Kathryn McLaughlin (Survival Tips) lives in South Florida with her dog Yeti.


Jessica Mehta (She Was Always So Thirsty) is a poet and novelist, and member of the Cherokee Nation. She is the author of ten books including the forthcoming Savagery, and Drag Me Through the Mess. Previous books include Constellations of My Body, Secret-Telling Bones, Orygun, What Makes an Always, The Last Exotic Petting Zoo and The Wrong Kind of Indian. Jessica is the recipient of a Barbara Deming Memorial Fund in Poetry and runs a multi-award winning writing services business, MehtaFor. She is the founder of the Get it Ohm! karma yoga movement. Visit Jessica’s author site at www.jessicatynermehta.com.


Kathy O’Meara (Illustrator) is an award-winning artist who has exhibited in numerous solo and small-group shows around the country. She is a signature member of
ISEA (International Society of Experimental Artists). Her work has been published in The Art of Layering: Making Connections. She has judged numerous exhibitions and curated many gallery shows.


TJ Reynolds (Heptad for Returning from War) has published non-fiction and poetry with NAILED Magazine, The Hour After Happy Hour Review, and F(r)iction Magazine. From 2004-2005, TJ served an infantryman in Iraq. He has 3 gorgeous children and works as an English Instructor at Cypress College, CA.

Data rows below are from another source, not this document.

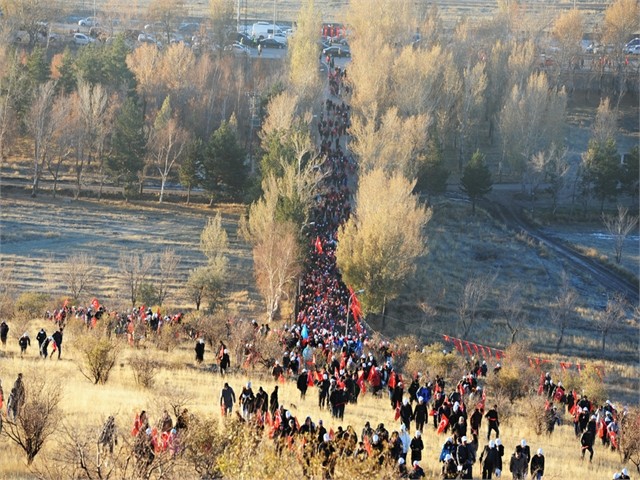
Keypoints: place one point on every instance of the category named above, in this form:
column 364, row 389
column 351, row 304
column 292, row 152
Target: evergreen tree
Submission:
column 38, row 67
column 189, row 172
column 476, row 179
column 128, row 147
column 432, row 174
column 67, row 81
column 223, row 165
column 602, row 170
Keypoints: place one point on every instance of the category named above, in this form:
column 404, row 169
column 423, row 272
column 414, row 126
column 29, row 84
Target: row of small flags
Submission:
column 464, row 347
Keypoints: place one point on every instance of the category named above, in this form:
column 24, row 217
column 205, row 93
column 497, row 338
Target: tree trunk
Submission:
column 163, row 180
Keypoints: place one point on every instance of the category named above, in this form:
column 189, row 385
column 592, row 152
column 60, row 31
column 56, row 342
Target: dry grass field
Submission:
column 85, row 405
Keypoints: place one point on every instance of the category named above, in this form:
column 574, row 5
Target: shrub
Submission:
column 98, row 356
column 144, row 370
column 38, row 418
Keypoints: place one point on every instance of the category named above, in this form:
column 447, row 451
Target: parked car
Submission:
column 238, row 49
column 82, row 39
column 337, row 51
column 271, row 43
column 88, row 22
column 245, row 39
column 634, row 50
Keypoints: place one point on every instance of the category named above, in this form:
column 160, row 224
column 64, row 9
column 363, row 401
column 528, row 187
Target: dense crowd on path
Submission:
column 328, row 323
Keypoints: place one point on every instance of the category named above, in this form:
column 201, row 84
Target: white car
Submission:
column 88, row 22
column 82, row 39
column 238, row 49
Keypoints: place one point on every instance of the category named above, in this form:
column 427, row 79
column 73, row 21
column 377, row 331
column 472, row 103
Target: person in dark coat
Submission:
column 465, row 458
column 199, row 348
column 24, row 342
column 302, row 383
column 494, row 421
column 225, row 362
column 227, row 399
column 57, row 338
column 488, row 459
column 4, row 331
column 416, row 446
column 518, row 464
column 420, row 414
column 586, row 442
column 41, row 337
column 273, row 401
column 537, row 465
column 406, row 414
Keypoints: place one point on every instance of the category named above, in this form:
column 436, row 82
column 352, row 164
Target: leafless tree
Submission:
column 41, row 126
column 613, row 314
column 78, row 274
column 167, row 265
column 475, row 292
column 510, row 304
column 619, row 226
column 133, row 269
column 562, row 313
column 38, row 418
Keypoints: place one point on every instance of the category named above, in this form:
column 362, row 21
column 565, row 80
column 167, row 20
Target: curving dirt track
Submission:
column 510, row 213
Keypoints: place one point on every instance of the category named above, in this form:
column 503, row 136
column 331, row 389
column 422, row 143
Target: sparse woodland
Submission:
column 431, row 110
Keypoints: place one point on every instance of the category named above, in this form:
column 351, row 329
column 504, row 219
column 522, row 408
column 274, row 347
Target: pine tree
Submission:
column 128, row 147
column 223, row 164
column 476, row 180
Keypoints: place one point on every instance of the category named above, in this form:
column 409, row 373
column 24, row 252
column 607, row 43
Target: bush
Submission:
column 144, row 370
column 38, row 418
column 432, row 361
column 31, row 305
column 99, row 355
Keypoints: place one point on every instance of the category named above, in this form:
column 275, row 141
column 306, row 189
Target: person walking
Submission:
column 537, row 465
column 494, row 422
column 199, row 348
column 227, row 399
column 4, row 331
column 24, row 341
column 57, row 339
column 518, row 464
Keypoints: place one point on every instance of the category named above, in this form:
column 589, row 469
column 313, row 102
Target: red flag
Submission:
column 367, row 444
column 443, row 424
column 541, row 384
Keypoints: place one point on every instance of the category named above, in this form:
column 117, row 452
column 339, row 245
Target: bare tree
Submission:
column 92, row 104
column 563, row 312
column 613, row 314
column 40, row 126
column 619, row 226
column 38, row 418
column 167, row 265
column 510, row 304
column 78, row 274
column 134, row 268
column 379, row 245
column 276, row 260
column 476, row 291
column 166, row 144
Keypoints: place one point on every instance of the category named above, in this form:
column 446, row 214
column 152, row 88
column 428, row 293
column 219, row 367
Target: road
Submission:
column 510, row 213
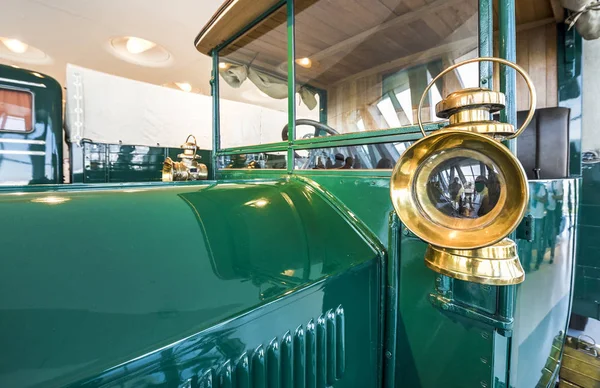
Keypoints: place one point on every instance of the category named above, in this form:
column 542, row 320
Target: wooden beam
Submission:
column 436, row 6
column 537, row 23
column 557, row 10
column 413, row 59
column 433, row 53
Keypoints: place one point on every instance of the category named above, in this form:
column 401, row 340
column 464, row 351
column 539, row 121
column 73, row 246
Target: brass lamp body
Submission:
column 188, row 169
column 465, row 243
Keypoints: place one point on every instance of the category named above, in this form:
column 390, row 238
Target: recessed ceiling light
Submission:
column 184, row 86
column 140, row 51
column 15, row 45
column 304, row 62
column 14, row 50
column 138, row 45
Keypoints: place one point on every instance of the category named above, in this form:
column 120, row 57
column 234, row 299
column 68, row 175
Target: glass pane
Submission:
column 361, row 157
column 16, row 110
column 463, row 187
column 265, row 160
column 371, row 60
column 253, row 85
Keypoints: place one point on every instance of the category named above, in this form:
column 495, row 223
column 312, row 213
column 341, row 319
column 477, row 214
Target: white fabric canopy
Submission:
column 109, row 109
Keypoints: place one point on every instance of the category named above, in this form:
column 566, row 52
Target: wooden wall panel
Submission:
column 536, row 53
column 350, row 101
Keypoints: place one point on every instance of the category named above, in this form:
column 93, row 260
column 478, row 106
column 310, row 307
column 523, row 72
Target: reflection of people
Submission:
column 348, row 163
column 237, row 161
column 434, row 190
column 339, row 160
column 384, row 163
column 455, row 190
column 539, row 199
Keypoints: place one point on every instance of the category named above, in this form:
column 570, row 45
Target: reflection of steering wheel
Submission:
column 313, row 123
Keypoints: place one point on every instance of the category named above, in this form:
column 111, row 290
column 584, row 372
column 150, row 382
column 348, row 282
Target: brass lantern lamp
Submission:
column 189, row 168
column 461, row 190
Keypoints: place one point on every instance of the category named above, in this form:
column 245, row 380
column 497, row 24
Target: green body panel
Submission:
column 168, row 282
column 586, row 300
column 38, row 155
column 543, row 301
column 106, row 163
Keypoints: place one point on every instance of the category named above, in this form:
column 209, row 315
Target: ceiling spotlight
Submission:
column 304, row 62
column 138, row 45
column 15, row 45
column 184, row 86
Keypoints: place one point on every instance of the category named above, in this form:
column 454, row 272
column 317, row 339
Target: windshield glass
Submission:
column 360, row 66
column 374, row 58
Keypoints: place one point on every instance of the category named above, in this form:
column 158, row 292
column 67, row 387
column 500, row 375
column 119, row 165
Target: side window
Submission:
column 16, row 110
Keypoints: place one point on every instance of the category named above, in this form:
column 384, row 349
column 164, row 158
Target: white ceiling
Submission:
column 78, row 32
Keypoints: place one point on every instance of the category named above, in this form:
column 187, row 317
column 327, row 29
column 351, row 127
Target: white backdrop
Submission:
column 109, row 109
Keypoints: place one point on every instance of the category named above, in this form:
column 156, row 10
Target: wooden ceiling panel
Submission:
column 349, row 37
column 528, row 11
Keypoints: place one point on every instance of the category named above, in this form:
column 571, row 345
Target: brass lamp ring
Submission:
column 519, row 69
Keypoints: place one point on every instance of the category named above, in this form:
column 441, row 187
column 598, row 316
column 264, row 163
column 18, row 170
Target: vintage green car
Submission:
column 339, row 241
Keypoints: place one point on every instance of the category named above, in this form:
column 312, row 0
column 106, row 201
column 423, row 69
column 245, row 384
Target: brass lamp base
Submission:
column 497, row 264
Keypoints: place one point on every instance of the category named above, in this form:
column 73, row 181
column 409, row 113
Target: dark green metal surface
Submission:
column 194, row 277
column 586, row 301
column 569, row 53
column 543, row 300
column 37, row 158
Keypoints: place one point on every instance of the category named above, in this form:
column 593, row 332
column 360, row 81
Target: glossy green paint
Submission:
column 476, row 338
column 106, row 163
column 543, row 300
column 199, row 282
column 37, row 157
column 586, row 300
column 291, row 48
column 587, row 275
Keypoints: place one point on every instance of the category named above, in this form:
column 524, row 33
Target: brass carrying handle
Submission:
column 519, row 69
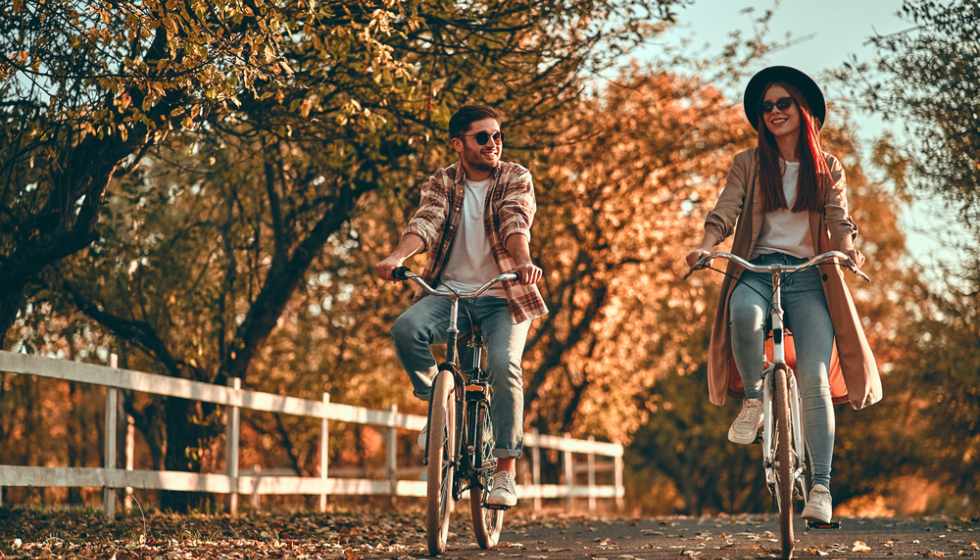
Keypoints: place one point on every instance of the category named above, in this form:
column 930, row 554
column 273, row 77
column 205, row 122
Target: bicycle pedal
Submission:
column 812, row 524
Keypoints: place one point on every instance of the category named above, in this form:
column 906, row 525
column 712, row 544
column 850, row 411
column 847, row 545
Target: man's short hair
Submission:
column 468, row 114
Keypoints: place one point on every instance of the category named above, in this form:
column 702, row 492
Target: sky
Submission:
column 834, row 31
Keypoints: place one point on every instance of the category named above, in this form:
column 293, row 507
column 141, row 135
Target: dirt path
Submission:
column 371, row 533
column 727, row 537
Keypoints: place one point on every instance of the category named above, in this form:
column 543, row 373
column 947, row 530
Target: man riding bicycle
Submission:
column 474, row 219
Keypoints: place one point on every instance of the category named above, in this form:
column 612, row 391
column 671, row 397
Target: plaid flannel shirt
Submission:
column 510, row 211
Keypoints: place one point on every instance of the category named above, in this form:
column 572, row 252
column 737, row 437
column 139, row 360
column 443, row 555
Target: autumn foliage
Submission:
column 247, row 203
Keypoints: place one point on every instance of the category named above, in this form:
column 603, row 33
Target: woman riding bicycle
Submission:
column 795, row 206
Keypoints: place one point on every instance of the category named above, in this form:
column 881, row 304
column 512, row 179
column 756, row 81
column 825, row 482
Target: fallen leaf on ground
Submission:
column 860, row 546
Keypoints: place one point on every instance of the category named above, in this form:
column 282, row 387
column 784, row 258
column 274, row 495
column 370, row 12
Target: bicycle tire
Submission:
column 784, row 454
column 440, row 470
column 487, row 523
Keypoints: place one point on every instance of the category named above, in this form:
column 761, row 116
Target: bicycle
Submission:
column 785, row 461
column 459, row 443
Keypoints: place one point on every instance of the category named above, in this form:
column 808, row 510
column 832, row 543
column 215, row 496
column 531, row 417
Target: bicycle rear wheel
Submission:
column 442, row 445
column 784, row 459
column 487, row 523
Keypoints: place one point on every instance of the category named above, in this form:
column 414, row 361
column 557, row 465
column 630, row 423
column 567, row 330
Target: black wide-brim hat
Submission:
column 752, row 100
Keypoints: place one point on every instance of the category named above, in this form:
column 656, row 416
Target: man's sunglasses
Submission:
column 782, row 103
column 483, row 137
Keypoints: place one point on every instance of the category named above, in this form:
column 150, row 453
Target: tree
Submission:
column 86, row 88
column 205, row 243
column 926, row 77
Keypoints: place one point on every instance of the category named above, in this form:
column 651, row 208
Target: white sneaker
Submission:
column 746, row 425
column 819, row 506
column 503, row 491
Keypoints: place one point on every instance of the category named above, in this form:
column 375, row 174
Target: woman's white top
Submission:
column 785, row 231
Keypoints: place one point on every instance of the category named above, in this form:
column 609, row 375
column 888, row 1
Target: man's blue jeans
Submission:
column 806, row 315
column 425, row 323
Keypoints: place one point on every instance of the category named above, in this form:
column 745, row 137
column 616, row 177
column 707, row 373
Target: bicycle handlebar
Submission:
column 403, row 273
column 704, row 261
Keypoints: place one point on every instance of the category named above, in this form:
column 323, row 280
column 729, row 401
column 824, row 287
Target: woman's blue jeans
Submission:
column 807, row 316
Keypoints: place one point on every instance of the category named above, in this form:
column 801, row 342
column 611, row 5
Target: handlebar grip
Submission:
column 400, row 273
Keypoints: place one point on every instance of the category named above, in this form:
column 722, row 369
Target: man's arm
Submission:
column 519, row 248
column 424, row 227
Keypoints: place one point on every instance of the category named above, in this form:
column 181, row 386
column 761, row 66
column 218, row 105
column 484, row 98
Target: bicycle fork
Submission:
column 793, row 396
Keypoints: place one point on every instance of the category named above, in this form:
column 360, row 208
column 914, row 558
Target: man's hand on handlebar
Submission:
column 384, row 268
column 527, row 273
column 857, row 257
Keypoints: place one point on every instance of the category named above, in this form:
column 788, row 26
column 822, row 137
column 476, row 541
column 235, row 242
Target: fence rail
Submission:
column 234, row 483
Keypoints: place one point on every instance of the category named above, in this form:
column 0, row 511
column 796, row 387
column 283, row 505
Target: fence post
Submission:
column 591, row 464
column 256, row 498
column 130, row 452
column 231, row 440
column 392, row 449
column 618, row 481
column 324, row 452
column 536, row 472
column 569, row 473
column 109, row 459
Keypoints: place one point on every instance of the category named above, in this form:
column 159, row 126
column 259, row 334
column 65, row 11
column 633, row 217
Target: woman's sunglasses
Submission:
column 782, row 103
column 483, row 137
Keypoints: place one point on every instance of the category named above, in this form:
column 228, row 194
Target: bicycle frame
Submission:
column 779, row 360
column 475, row 385
column 795, row 401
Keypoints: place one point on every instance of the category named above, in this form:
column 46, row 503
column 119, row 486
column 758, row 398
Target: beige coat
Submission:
column 854, row 374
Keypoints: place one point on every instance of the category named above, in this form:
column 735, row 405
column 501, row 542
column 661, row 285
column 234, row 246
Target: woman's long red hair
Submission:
column 814, row 175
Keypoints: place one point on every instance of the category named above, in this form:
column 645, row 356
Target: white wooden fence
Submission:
column 234, row 483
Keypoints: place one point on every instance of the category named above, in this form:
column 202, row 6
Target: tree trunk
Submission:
column 181, row 439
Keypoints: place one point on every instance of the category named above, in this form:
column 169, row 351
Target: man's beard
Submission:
column 477, row 163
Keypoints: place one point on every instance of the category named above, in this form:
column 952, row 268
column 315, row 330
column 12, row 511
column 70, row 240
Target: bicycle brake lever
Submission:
column 702, row 263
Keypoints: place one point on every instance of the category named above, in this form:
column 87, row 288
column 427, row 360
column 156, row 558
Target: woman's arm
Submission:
column 721, row 220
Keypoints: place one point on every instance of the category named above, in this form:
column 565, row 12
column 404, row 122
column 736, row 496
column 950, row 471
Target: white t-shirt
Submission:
column 471, row 263
column 785, row 231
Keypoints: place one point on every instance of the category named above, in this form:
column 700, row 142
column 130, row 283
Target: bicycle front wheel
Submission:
column 784, row 459
column 442, row 440
column 487, row 523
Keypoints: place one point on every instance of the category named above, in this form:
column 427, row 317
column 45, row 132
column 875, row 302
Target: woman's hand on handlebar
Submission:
column 695, row 256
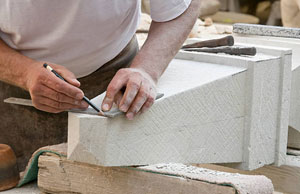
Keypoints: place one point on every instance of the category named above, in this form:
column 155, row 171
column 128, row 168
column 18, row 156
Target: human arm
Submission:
column 163, row 42
column 48, row 93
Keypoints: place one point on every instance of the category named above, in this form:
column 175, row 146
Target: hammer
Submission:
column 225, row 41
column 232, row 50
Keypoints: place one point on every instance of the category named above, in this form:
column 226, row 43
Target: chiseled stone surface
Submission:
column 264, row 30
column 211, row 113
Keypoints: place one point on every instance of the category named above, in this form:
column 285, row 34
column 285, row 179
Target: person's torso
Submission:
column 79, row 34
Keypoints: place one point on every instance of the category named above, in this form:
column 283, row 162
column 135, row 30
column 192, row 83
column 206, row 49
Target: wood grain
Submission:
column 58, row 175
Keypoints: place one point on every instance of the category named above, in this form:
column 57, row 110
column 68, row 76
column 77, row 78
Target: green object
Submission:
column 32, row 172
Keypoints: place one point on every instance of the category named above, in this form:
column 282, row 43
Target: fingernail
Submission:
column 105, row 107
column 123, row 108
column 79, row 96
column 84, row 104
column 130, row 115
column 75, row 80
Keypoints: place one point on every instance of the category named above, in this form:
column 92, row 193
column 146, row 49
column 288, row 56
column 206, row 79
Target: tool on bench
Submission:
column 222, row 45
column 110, row 114
column 225, row 41
column 9, row 173
column 232, row 50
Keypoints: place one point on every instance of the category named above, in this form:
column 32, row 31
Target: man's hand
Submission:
column 139, row 95
column 51, row 94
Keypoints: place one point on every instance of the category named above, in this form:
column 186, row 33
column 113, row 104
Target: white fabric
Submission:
column 82, row 35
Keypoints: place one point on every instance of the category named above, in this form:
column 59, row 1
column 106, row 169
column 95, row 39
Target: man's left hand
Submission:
column 139, row 95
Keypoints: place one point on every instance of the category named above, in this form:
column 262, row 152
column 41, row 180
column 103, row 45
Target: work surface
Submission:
column 285, row 179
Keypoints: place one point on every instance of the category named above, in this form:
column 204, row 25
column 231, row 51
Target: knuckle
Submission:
column 35, row 89
column 134, row 84
column 144, row 94
column 59, row 86
column 121, row 72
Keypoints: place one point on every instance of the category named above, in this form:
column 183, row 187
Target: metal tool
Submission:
column 60, row 77
column 111, row 114
column 225, row 41
column 232, row 50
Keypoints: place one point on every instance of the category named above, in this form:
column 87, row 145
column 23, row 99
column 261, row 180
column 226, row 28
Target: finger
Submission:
column 118, row 98
column 149, row 103
column 59, row 97
column 138, row 102
column 54, row 104
column 68, row 76
column 131, row 91
column 116, row 84
column 61, row 86
column 46, row 108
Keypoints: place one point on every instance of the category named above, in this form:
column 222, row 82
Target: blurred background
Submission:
column 217, row 16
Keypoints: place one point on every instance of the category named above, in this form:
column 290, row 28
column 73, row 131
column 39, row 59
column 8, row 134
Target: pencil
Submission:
column 60, row 77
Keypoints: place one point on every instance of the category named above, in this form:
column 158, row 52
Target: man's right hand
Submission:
column 51, row 94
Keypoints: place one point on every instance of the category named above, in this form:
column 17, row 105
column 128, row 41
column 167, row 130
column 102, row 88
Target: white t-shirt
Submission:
column 82, row 35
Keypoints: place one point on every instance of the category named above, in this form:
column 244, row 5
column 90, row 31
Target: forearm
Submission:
column 13, row 66
column 164, row 40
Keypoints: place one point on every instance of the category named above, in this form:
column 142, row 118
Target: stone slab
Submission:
column 283, row 43
column 264, row 30
column 211, row 113
column 276, row 106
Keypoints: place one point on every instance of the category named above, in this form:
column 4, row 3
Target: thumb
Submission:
column 68, row 76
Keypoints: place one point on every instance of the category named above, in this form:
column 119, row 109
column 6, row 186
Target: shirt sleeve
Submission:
column 166, row 10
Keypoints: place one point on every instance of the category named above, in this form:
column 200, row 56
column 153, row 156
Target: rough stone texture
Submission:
column 226, row 115
column 288, row 43
column 266, row 112
column 263, row 30
column 184, row 119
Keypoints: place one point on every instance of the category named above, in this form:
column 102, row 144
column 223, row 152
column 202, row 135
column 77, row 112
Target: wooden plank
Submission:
column 208, row 110
column 58, row 175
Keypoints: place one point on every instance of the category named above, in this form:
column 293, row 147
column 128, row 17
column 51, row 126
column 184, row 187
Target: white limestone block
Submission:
column 268, row 95
column 216, row 109
column 294, row 45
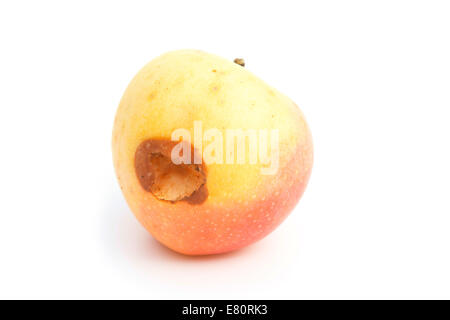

John Riley (The First Day)  lives in Greensboro, North Carolina, where he works in educational publishing. His poetry and fiction have appeared in Metazen, Connotation Press, Smokelong Quarterly, Blue Five Notebook, Willows Wept Review, The Dead Mule, and many other places online and in print.


Tom Sheehan (Also Henry) has published 22 books and has had work appear in Literally StoriesOcean MagazineRosebud, Linnet’s Wings, Copperfield ReviewSoundings East, Vermont Literary Review, Literary OrphansDeep South MagazineProvo Canyon Review, and other journals. Swan River Daisy, his first chapbook, is just released and The Cowboys, a collection of western short stories, is due shortly.


Benjamin Selesnick (Torrents) is an undergraduate at Fairfield University and a reader for Memoir Mixtapes. His prose has appeared in decomP, Literary Orphans, The Bitter Oleander, Parhelion Literary Magazine, and others. In 2017, he was the runner-up for the Stony Brook Short Fiction Prize.


Anna Villegas (One Tough German: Part II) worked as a full-time college English professor in California’s Central Valley for forty-one years. Her published work includes four decades of short stories, poems, essays, newspaper columns, and three novels.   Now retired, she lives in Nevada City, California, where the folk, the foothills, and the ghosts of her Gold Rush forebearers supply inspiration for her fiction.